Visit with Leaders in Gonaives
We met District Superintendent Roger Dufrene at the Texaco just past Bigot. Though the roadway was dry, houses along the road were a foot or so deep in thick mud. The water has receded significantly from its crest, but everywhere walls and roofs are covered with drying clothing, mattresses and linen.
Pastor Dufrene told us that the rain started at about 8:00 AM on Saturday morning. At about 11:00 AM flooding began, and continued through out the day as the rain continued. By the time people realized that the rain would not stop and that they should move to higher ground, it was too late. The worst of the flooding occurred during the night. Pastor Dufrene's home is on the first story with classrooms on the second floor. Their home/school is set down off the main road on the lower side. The water lines on buildings across on the higher side of the road are at the door jambs and eves. He and his wife and two children went to the second storey and even there the water came up to his waist.
We stopped at the driveway to his home, which is about 75 feet long. The 4 drawer District file cabinet was perched on top of a pile of debris at a precarious angle with one drawer partly open. We could not see his pickup which was buried somewhere in the logjam of refuse. Brightly painted Disney characters on the gate welcoming children to school seemed oddly out of place. Muddy carnage just about sums it up.
We stopped at Gonaives First Church. There was no place to pull off the road as water was still running in front of building so we pulled over as far as we could and set the flashers on. The pastor of the Gonaives Church, Pastor Placide, came wading down the side street on the upstream side of the church. About thirty feet of wall had collapsed into the church yard. Piles of flotsam clogged what had been a side gate. The water mark is at the top of the main entry doors (7 feet).
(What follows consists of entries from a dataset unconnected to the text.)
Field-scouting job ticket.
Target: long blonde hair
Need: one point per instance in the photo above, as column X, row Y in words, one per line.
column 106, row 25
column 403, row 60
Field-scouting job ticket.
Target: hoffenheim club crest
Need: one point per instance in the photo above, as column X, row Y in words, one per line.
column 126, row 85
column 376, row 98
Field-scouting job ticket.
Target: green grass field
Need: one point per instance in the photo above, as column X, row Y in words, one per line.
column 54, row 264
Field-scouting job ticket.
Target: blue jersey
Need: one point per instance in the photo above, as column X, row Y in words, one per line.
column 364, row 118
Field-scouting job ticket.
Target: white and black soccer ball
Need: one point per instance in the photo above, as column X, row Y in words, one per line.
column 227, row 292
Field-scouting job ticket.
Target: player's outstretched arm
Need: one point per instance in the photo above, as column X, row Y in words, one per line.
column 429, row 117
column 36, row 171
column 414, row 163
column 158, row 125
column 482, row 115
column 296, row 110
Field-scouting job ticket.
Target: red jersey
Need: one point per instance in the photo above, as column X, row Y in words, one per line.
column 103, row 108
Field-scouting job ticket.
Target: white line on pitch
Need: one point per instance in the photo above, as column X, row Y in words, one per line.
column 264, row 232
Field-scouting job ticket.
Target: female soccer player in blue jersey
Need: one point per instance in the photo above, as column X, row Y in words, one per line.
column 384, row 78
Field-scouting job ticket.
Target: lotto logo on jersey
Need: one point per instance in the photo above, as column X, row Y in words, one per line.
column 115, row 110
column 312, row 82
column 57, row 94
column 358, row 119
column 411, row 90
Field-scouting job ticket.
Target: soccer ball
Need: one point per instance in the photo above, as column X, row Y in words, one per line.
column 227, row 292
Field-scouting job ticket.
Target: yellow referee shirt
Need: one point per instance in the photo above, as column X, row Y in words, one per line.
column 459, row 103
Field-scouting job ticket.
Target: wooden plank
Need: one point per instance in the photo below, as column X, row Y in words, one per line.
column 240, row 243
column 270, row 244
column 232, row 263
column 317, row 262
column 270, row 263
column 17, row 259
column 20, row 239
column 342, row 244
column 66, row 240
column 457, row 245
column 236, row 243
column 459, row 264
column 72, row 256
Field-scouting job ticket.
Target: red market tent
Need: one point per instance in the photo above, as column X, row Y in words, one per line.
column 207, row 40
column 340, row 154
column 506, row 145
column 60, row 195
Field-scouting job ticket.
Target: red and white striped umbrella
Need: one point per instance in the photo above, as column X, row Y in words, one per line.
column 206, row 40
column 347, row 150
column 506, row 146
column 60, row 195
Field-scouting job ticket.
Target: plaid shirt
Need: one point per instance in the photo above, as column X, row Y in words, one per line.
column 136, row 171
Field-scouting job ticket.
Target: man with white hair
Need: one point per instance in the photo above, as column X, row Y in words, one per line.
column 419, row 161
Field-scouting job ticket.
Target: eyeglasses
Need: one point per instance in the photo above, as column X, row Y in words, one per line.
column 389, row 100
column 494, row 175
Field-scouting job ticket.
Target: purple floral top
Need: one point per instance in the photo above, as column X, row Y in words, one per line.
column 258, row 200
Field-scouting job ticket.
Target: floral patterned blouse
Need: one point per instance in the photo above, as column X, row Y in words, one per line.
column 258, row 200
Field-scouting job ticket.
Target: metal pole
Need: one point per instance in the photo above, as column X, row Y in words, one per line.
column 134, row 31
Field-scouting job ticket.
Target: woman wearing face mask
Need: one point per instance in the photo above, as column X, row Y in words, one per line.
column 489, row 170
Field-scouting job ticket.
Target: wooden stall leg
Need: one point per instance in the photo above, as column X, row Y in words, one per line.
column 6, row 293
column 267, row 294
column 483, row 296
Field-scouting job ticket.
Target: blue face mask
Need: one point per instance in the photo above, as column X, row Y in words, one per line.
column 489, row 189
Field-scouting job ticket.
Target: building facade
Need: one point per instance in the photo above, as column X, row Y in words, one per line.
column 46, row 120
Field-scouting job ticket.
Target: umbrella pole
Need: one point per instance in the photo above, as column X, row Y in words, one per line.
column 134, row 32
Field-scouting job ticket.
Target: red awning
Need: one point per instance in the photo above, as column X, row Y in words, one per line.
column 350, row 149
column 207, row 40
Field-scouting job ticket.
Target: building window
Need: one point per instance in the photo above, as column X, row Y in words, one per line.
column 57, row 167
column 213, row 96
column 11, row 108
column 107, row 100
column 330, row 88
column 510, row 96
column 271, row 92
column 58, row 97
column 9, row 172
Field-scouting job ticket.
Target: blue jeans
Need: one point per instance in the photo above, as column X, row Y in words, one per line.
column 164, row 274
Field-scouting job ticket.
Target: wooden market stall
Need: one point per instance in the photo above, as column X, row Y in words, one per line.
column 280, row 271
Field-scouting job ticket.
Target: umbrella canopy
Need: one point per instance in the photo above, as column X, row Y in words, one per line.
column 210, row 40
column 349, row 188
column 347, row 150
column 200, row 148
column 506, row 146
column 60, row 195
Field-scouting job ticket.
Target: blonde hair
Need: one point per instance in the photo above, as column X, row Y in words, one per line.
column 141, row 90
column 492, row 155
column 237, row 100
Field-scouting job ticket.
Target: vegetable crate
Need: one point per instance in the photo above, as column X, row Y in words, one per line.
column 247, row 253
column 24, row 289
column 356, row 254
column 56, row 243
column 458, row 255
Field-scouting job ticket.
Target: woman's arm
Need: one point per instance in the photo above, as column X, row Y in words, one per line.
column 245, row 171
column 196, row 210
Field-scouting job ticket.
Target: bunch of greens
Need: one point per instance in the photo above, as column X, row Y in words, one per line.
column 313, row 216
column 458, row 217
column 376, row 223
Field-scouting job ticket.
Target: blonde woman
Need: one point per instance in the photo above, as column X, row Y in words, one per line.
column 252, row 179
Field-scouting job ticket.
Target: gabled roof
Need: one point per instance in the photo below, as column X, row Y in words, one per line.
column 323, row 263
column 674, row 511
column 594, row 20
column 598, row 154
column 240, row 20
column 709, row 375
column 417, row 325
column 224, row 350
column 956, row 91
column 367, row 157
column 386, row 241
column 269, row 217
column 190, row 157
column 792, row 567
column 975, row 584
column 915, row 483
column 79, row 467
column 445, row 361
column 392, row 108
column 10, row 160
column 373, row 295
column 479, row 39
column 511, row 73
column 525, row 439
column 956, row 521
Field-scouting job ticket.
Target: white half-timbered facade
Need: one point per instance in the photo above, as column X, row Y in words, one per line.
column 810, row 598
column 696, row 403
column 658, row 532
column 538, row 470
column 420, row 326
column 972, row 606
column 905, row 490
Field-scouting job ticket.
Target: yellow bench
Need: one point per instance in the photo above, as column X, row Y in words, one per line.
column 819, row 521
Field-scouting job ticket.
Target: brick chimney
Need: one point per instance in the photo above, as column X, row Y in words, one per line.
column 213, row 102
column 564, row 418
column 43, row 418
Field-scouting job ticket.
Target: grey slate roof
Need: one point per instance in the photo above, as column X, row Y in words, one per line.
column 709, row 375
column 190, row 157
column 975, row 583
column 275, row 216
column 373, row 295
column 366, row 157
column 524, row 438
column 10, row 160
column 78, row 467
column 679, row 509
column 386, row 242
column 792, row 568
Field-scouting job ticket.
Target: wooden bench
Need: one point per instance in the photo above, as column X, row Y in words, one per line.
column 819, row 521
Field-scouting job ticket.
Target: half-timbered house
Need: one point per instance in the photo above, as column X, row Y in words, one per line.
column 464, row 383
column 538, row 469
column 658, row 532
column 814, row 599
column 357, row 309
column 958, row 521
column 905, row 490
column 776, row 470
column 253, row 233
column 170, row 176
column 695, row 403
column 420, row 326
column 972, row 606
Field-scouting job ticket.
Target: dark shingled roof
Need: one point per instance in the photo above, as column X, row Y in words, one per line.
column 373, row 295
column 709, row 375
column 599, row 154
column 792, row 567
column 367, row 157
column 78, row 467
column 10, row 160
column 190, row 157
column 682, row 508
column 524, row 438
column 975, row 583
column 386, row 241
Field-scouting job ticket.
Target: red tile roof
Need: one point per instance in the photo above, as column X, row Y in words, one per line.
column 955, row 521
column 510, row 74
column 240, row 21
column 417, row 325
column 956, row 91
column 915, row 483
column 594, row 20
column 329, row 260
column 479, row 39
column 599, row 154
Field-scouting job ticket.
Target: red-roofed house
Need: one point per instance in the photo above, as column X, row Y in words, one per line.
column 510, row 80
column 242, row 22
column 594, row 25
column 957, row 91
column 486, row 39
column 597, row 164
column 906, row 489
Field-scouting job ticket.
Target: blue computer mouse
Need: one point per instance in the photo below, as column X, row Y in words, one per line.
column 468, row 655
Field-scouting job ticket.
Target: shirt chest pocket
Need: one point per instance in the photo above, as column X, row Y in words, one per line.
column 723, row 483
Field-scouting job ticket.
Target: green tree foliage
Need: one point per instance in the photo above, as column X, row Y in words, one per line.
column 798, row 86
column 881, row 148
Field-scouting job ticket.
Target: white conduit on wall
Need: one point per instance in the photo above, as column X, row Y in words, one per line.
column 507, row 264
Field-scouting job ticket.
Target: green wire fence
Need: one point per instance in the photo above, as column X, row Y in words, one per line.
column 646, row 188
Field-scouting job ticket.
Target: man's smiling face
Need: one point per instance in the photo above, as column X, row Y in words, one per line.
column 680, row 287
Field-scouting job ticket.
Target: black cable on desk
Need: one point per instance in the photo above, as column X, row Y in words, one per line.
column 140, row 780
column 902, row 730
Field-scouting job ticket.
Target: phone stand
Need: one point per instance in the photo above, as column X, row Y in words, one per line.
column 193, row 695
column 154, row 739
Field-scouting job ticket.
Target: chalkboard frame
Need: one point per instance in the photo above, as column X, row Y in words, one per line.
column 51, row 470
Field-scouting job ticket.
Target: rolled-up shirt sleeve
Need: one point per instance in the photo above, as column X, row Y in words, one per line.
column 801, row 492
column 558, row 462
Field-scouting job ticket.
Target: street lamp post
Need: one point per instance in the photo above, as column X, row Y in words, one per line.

Both Pastor Dufrene and Pastor Placide looked (understandably) dazed. We had our little meeting on the main roadway with UN trucks, bicycles, motorcycles and tap-taps honking and splashing by. We simply told these men that we brought very little with us as advised, but that we were here to assure them that Nazarenes around the world were praying for them even as were visited. (It was about 11:00 Sunday morning.)
The most urgent short term needs are water, and in some cases food. Food can be purchased in Gonaives, though it is about double pre-flood prices. Still, purchasing locally would save the cost of transporting and the risk of hi-jacking gangs. Pastor Dufrene felt that it would, in any case, be unwise to attempt to move truckloads of food in without military escort.
Water is much more difficult to procure. The nearest water purification plant is the Ya Ya plant in the Artibonite valley near Pont Sonde, an hour's drive. All that to say that the greatest short-term needs are, first water, then food, then clothing. I am sure that 'crisis kits' of some sort would be useful.
Pastor Placide said his church, Gonaives First lost two members to the flood. The Defontaines church and adobe church, which was virtually falling down before the flood, was swept away. The Mapou church, not far from the Desfontaine church was destroyed. The Pasrene (Sterling) church 'camp' property is down near the river very near to where the north road has been severed. Buildings are still standing, but mud and debris has rendered most of it useless for the foresee-able future.